Where do you live?
My name is Emeka Frederick. I’m a flexi-Londoner 🙂 who lives on the border of East London and Essex.
Since late last year, I’ve been vegetarian apart from when I’m cooking in my restaurant. I’m back to eating meat and fish twice a week again now though. I also have one vegan day each week.
What was your motivation to start eating less meat?
When I was living away from home at university, I started to become quite conscious about the amount of low grade and reconstituted meat I was exposed to. It really began to frustrate me how meat was in everything and people, myself included, were happy to just consume it even if it didn’t taste good or add anything to the dish. And so much of it was poor quality. In typical university fashion, I never got into a proper routine though.
When I started working, I was getting ill too regularly and feeling sluggish consistently during the middle of the week, so started to look closely at what I was eating. Meat was one of the things I decided to cut down on. I was working in the field of Sustainability at the time, so understanding more and more about the impact of heavy meat diets on the environment gave me an even greater appetite to reduce mine.
How many meat-free days do you have in a week?
5. That’s the aim.

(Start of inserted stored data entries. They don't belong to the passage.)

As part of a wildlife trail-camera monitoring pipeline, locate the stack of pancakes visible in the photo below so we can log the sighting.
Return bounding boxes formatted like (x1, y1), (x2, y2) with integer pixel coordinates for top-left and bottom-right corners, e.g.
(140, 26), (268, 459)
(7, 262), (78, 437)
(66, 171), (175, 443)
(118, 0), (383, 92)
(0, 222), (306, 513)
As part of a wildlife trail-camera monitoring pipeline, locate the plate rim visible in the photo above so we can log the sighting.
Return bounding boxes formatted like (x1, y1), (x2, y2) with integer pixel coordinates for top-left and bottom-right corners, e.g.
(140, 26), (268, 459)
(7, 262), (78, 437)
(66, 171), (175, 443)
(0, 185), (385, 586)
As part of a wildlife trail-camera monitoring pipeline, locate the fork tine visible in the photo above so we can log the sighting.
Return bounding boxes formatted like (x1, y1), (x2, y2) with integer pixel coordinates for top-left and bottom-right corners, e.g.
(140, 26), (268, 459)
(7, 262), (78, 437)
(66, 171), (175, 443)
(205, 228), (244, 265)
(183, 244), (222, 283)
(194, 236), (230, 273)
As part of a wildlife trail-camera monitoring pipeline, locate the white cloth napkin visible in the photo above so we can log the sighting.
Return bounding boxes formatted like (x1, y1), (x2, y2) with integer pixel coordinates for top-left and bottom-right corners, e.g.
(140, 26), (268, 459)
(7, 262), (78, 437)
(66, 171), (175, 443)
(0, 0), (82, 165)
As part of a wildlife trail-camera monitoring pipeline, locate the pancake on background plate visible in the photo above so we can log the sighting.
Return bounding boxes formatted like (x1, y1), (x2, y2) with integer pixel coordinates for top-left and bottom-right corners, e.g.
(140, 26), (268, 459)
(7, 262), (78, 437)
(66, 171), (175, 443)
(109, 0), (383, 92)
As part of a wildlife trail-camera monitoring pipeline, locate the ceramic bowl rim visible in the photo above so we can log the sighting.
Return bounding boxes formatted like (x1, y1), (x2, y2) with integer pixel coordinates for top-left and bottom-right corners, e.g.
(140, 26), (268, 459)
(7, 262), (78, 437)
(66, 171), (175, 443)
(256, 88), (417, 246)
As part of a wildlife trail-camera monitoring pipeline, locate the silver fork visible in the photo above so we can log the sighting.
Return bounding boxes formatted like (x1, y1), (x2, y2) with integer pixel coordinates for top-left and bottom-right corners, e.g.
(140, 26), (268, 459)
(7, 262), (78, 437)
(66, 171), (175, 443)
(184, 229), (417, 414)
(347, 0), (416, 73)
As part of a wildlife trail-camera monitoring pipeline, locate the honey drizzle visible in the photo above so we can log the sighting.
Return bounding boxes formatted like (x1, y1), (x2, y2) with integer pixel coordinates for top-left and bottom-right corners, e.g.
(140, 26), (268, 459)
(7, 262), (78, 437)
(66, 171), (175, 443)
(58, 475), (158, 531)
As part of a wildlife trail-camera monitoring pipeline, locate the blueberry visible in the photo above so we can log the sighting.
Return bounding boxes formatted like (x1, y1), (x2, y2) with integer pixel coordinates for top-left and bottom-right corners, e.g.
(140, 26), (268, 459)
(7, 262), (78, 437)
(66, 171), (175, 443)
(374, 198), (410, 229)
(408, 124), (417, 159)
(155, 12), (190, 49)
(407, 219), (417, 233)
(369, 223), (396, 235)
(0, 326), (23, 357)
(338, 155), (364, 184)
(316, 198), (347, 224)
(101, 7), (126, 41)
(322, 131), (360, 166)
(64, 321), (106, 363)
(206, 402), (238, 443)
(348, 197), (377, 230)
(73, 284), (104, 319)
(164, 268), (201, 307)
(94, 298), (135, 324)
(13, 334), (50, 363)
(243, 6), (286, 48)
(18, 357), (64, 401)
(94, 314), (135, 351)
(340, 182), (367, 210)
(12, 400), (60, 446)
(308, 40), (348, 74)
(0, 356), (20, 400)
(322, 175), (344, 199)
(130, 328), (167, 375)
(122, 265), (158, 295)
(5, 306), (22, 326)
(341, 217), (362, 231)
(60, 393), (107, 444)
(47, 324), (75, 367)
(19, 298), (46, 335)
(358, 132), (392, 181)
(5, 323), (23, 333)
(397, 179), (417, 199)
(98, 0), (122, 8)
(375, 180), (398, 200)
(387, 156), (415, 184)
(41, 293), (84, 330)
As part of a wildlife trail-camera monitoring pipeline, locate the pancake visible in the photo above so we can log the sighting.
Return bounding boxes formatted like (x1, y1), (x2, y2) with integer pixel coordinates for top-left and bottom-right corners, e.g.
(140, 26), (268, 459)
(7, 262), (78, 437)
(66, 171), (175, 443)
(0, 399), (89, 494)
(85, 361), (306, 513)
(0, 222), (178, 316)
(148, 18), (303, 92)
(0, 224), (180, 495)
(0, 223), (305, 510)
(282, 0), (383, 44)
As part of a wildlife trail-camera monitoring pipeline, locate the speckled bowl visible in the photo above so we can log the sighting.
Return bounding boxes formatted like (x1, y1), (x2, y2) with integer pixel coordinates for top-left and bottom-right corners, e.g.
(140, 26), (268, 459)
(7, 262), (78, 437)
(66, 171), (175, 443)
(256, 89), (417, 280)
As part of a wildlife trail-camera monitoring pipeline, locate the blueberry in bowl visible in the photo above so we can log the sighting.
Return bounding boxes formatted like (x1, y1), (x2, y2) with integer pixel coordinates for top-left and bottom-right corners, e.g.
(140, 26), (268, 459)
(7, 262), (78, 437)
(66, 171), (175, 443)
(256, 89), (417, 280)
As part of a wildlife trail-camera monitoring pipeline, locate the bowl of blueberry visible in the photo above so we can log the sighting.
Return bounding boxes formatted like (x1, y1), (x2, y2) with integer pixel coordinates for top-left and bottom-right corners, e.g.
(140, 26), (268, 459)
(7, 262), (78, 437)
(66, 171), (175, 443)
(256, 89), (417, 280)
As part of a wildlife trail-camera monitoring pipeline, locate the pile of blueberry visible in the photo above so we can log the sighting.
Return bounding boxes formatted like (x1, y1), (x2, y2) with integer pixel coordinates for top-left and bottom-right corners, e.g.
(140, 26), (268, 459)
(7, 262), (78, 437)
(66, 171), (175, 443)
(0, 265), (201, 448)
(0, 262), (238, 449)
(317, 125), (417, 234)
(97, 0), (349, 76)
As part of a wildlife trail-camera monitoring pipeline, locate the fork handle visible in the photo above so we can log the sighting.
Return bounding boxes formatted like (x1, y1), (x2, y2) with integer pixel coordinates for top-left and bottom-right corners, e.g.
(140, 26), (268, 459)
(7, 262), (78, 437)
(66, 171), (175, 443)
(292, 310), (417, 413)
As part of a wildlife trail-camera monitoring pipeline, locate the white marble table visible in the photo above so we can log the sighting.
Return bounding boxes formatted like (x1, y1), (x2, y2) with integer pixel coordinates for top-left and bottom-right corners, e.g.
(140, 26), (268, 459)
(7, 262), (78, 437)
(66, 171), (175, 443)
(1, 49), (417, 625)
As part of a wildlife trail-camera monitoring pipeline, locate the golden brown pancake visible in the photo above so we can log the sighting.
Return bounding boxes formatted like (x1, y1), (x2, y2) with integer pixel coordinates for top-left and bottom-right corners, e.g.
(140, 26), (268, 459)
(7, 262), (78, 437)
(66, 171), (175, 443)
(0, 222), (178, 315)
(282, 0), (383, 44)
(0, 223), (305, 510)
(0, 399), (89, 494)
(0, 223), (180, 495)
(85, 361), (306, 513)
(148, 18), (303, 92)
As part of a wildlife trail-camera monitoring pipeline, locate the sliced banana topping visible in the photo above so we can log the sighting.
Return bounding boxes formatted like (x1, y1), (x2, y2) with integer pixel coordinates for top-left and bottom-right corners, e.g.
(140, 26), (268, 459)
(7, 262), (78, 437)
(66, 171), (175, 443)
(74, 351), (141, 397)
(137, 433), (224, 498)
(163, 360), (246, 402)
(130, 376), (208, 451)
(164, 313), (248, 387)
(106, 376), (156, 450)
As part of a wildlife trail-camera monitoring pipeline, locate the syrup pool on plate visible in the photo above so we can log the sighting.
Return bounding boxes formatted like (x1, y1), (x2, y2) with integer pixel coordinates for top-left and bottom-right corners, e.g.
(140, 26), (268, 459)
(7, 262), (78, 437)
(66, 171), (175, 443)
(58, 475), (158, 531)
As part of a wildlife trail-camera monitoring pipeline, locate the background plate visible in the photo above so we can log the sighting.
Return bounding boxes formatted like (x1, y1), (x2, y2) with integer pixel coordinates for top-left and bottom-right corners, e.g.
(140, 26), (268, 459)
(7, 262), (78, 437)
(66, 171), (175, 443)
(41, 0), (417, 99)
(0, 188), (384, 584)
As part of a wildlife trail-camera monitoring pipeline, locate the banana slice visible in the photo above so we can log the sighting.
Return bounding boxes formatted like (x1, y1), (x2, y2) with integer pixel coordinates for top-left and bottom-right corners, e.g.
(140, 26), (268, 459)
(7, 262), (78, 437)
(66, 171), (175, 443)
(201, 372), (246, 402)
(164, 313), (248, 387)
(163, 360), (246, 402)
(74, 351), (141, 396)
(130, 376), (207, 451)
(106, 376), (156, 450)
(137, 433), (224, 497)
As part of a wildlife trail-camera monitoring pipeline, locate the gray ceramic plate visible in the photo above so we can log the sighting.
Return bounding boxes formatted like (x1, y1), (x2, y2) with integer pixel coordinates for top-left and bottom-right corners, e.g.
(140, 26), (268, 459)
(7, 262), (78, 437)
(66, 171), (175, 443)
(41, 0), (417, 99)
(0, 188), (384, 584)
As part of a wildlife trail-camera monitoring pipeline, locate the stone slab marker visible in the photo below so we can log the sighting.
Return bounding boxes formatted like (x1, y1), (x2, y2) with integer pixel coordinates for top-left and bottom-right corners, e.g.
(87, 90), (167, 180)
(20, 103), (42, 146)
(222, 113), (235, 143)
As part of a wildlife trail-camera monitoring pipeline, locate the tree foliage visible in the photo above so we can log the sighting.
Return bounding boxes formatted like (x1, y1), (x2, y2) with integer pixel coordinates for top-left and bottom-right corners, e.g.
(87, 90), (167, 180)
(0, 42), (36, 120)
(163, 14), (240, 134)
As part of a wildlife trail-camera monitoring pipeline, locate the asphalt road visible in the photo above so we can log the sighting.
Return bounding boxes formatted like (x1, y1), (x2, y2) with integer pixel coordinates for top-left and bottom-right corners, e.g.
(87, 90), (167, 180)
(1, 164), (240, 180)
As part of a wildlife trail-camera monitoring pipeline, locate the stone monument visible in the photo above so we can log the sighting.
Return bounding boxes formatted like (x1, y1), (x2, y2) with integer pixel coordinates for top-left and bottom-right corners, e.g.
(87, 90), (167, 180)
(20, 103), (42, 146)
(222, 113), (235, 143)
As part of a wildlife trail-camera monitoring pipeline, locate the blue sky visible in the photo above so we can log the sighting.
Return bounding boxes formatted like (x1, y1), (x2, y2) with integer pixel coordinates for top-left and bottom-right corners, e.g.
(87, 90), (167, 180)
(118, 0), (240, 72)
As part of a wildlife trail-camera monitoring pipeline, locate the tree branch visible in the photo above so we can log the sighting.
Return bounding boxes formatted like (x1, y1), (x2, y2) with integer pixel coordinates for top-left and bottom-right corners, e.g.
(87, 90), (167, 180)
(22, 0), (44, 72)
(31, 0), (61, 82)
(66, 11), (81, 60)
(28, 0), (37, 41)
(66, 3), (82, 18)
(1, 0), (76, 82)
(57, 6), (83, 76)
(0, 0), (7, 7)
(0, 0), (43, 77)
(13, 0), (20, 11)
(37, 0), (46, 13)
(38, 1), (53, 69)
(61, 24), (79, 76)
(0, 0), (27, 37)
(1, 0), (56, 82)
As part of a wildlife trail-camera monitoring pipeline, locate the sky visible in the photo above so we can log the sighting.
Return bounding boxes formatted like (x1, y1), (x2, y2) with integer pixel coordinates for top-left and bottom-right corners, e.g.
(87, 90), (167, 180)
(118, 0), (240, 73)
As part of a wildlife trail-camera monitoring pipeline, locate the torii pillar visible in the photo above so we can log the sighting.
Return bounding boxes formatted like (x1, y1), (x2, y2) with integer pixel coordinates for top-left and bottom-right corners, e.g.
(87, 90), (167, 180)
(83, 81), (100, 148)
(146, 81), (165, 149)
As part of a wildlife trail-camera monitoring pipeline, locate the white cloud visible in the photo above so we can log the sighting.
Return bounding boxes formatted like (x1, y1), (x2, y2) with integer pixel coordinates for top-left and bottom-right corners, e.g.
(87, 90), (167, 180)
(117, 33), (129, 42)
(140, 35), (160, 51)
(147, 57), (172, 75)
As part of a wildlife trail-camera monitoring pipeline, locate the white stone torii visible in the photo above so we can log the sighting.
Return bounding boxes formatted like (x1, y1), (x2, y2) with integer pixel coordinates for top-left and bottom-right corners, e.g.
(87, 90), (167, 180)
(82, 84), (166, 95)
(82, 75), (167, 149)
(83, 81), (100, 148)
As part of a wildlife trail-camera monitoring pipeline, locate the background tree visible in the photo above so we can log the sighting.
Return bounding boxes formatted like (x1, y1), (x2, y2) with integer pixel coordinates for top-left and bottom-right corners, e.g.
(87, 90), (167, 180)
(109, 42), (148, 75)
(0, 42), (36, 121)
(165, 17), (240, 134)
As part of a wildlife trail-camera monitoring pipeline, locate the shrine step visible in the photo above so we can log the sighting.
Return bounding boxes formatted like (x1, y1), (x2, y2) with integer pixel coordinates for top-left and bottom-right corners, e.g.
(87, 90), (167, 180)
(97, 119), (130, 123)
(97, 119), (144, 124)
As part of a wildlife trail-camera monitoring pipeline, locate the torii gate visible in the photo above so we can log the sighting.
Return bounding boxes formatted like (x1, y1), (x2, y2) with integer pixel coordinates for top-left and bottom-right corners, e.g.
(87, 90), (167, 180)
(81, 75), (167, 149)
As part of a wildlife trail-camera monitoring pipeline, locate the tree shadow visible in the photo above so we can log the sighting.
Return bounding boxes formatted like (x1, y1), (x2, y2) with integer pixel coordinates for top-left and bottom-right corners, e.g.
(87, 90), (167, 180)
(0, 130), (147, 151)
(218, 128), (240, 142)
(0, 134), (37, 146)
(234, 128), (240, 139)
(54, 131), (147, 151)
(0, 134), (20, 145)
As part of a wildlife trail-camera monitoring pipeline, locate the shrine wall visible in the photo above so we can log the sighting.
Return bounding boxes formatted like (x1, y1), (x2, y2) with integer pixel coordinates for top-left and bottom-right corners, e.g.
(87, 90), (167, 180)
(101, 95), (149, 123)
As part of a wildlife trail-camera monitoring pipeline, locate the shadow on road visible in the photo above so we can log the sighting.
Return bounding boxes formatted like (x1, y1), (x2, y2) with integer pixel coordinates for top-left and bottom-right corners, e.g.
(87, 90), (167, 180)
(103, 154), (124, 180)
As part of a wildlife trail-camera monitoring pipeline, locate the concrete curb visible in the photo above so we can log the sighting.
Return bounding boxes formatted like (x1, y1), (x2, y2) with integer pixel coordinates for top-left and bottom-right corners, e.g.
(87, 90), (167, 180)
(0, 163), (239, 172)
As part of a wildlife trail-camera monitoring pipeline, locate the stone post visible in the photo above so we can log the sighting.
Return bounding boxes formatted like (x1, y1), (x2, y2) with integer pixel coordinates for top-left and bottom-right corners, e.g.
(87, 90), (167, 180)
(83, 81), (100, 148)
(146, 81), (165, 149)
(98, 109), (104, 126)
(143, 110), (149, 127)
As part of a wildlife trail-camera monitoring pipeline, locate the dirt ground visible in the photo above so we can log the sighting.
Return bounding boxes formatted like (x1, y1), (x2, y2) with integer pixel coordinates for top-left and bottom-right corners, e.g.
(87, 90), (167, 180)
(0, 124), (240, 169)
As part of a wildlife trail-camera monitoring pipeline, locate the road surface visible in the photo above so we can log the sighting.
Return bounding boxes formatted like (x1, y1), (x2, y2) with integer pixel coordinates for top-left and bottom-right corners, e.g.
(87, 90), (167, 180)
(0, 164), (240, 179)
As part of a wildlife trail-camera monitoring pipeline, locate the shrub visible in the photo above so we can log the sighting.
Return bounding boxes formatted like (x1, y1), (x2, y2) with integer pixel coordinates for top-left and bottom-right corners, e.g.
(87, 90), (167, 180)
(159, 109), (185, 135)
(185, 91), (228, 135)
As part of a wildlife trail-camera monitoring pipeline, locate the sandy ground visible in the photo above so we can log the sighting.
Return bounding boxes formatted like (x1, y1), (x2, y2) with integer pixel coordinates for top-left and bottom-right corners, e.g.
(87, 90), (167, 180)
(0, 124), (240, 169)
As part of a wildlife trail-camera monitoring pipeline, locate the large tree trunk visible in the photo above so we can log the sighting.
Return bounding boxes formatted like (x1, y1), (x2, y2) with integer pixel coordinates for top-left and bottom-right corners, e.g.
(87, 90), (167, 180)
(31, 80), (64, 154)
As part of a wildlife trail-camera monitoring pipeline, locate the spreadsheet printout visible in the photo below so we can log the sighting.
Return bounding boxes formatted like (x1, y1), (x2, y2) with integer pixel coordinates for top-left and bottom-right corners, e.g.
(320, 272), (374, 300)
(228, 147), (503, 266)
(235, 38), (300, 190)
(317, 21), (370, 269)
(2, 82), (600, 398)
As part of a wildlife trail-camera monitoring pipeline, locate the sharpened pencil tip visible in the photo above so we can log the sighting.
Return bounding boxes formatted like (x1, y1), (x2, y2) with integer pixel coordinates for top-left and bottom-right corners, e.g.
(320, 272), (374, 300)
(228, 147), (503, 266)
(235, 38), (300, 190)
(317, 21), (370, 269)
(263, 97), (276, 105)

I often do whole weeks without it though.
What are the Benefits?
I am leaner. A few months after starting to reduce my meat consumption, I decided to do a triathlon. So as part of my training, I just gave up meat for 6 months. I doubt that alone was the reason, as I was strict with a lot of other things at the time, but I felt lighter throughout that period and more consistently operating at my optimum level.
After days (typically weekends) when I have had meat, especially if it’s been in more than two meals, I often feel bloated, so then try to have a detox or vegan day quite close to that.
I run a Nigerian tapas restaurant, Chuku’s, and although we offer a lot of vegetarian and vegan dishes we also have meat and seafood on the menu. As the Head Chef, I have to try my food, plus I enjoy what I cook, so I end up picking. I try to limit my chef snacks but it’s hard.
Have your family and friend been supportive?
Yes. My family have never been big meat eaters, especially not red meat. My mum would much rather have fish and I can’t recall her ever cooking beef or pork. The most difficult thing is keeping them updated on what I am and not eating.
Friends were more difficult to win around. When I cut meat out completely, I went teetotal too, so I often got the mickey-taking out of me when we went for dinners. Nothing too serious. It’s typical when you change anything in your life though, it’s your responsibility to educate people on how they should act with you.
Egusi and eba – It’s a traditional Nigerian dish. Egusi is a stew made from ground melon seeds. Eba is made from ground cassava (gari) which is moulded into dumpling-esque balls, which we dip into the stew. The two combined are heavenly!
If you’re looking for it online most recipes will have meat, crayfish or stockfish in them. They’re not necessary though. I cook it without and it’s a wonderful vegan dish.
Favourite place to eat out?
I just love tapas. I love the sharing culture. I used to live in Spain and fell in love with it there. My favourite spot at the moment is Morito in Hackney.
The Groundnut Cookbook – it’s written by three British-born Africans – guys like me. They’re friends and they explore their heritages and upbringings through the food. For me it’s inspirational, as it’s something I would like to do with Nigerian food and culture. They also have this Puna Yam cake which sounds epic. I haven’t gotten round to making it yet but it’s on the list.